As such, screening is see more an important tool in improving public health. In 1968, Wilson and Jungner proposed 10 criteria to consider prior to starting screening for a disease. This review discusses these criteria when applied to screening for chronic kidney disease with additional focus on (1) the validity of the test to be used for
screening; (2) which part of the population to screen; and (3) forms of bias to consider in screening. Kidney International ( 2009) 76, 694-699; doi: 10.1038/ki.2009.232; published online 17 June 2009″
“BACKGROUND
Post-traumatic stress disorder (PTSD) is a common adverse mental health outcome among seriously injured civilians and military personnel who are survivors of trauma. Pharmacotherapy in the aftermath of PKC412 in vitro serious physical injury or exposure to traumatic events may be effective for the secondary prevention of PTSD.
METHODS
We identified 696 injured U. S. military personnel without serious traumatic brain injury from the Navy-Marine Corps Combat Trauma Registry Expeditionary Medical Encounter Database. Complete data on medications
administered were available for all personnel selected. The diagnosis of PTSD was obtained from the Career History Archival Medical and Personnel System and verified in a review of medical records.
RESULTS
Among the 696 patients studied, 243 received a diagnosis of PTSD and 453 did not. The use of morphine during early resuscitation and trauma care was significantly associated with a lower risk of PTSD after injury. Among the patients in whom PTSD developed, 61% received morphine; among those in whom PTSD did not develop, 76% received morphine (odds ratio, 0.47; P<0.001). This association remained significant after adjustment for injury severity, age, mechanism of injury, status with respect to amputation, and selected injury-related clinical factors.
CONCLUSIONS
Our findings suggest that
the use of morphine during trauma care may reduce the risk of subsequent development of PTSD after serious injury.”
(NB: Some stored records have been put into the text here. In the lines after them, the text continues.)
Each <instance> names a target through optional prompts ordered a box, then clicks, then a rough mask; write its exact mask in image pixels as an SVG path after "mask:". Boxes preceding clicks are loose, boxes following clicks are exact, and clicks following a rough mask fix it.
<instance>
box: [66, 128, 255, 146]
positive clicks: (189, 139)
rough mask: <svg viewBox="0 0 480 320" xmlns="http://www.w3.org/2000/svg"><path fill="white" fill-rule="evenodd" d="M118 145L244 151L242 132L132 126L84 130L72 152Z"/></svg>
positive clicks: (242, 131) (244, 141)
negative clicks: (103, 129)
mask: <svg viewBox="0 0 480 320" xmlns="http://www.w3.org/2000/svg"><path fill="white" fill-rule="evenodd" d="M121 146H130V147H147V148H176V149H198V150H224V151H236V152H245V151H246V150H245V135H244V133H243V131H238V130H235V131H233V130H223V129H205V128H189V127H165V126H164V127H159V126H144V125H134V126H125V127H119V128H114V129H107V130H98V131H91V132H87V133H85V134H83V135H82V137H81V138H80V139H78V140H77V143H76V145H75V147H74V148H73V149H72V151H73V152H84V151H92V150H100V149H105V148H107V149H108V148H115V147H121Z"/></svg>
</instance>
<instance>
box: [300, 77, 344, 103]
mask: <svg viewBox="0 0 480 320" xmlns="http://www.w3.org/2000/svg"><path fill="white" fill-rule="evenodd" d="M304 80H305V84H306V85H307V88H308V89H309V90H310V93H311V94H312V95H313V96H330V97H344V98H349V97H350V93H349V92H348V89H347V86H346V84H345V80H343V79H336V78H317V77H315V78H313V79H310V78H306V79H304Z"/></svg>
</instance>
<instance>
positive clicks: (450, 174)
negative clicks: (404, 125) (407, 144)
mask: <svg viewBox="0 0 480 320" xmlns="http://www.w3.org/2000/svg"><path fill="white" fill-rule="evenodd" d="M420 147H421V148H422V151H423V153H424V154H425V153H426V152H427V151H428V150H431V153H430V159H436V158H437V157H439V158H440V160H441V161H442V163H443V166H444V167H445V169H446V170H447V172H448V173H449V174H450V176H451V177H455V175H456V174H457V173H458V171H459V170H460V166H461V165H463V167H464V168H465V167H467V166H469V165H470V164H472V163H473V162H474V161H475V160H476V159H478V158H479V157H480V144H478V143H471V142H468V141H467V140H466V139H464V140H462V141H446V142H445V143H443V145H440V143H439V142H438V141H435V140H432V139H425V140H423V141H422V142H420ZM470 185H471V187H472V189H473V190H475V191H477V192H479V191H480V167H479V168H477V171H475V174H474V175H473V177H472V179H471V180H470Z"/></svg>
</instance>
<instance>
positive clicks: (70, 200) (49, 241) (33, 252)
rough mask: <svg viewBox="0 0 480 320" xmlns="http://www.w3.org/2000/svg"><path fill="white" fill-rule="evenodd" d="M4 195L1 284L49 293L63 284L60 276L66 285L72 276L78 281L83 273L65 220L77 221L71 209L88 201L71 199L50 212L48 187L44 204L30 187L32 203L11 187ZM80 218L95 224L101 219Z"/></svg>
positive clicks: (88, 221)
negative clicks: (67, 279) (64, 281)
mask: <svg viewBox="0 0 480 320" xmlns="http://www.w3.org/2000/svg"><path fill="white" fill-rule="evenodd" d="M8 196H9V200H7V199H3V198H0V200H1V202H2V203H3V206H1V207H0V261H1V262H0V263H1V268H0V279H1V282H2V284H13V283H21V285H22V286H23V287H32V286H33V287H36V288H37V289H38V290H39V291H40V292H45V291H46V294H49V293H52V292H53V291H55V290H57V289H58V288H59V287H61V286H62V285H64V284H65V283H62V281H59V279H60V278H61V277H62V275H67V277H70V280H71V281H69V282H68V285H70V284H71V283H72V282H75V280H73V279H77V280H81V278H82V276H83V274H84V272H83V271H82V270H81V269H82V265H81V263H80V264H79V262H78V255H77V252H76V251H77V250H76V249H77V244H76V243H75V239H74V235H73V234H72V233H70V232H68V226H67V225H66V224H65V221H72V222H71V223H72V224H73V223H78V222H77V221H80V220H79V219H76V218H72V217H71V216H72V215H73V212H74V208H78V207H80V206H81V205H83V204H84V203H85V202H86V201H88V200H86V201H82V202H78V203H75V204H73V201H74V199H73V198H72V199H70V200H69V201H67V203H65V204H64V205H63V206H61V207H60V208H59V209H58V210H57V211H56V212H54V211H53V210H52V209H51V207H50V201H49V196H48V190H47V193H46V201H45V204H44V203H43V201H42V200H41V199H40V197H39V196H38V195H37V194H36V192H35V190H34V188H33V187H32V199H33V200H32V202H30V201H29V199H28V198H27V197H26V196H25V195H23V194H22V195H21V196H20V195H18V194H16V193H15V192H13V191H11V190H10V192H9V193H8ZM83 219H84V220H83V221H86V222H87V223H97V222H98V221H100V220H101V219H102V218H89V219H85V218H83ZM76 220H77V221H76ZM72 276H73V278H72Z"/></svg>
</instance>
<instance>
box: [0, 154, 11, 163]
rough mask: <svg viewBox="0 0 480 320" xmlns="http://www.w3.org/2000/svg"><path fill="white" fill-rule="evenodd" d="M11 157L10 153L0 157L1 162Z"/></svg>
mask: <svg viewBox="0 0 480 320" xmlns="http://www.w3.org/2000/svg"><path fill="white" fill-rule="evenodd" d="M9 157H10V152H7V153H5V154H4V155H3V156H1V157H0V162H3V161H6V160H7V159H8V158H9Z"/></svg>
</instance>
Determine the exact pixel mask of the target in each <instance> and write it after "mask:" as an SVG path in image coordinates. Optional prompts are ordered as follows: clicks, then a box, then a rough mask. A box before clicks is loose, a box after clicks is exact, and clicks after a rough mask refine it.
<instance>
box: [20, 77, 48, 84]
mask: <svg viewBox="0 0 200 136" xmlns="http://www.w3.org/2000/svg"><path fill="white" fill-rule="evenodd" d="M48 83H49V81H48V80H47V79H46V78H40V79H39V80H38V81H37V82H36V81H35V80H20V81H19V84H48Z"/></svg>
“The first endothelium-derived relaxing factor ( EDRF) ever identified is a gasotransmitter, nitric oxide during ( NO). Recent studies have provided several lines of evidence to support the premise that hydrogen sulfide (H(2)S), another gasotransmitter, is a new EDRF. H(2)S production is catalyzed in mammalian cells by cystathionine beta-synthase (CBS) and/or cystathionine gamma-lyase (CSE). The expression of CSE proteins and the activity of CBS have been observed in vascular endothelial cells. A measurable amount of H(2)S is produced from endothelium upon muscarinic cholinergic stimulation. The endothelium-dependent vasorelaxation induced by H(2)S shares many common mechanistic traits with those of endothelium-derived hyperpolarizing factor (EDHF). Deficiency in CSE expression increases blood pressure in CSE knockout mice and significantly diminishes endothelium-dependent relaxation of resistance arteries.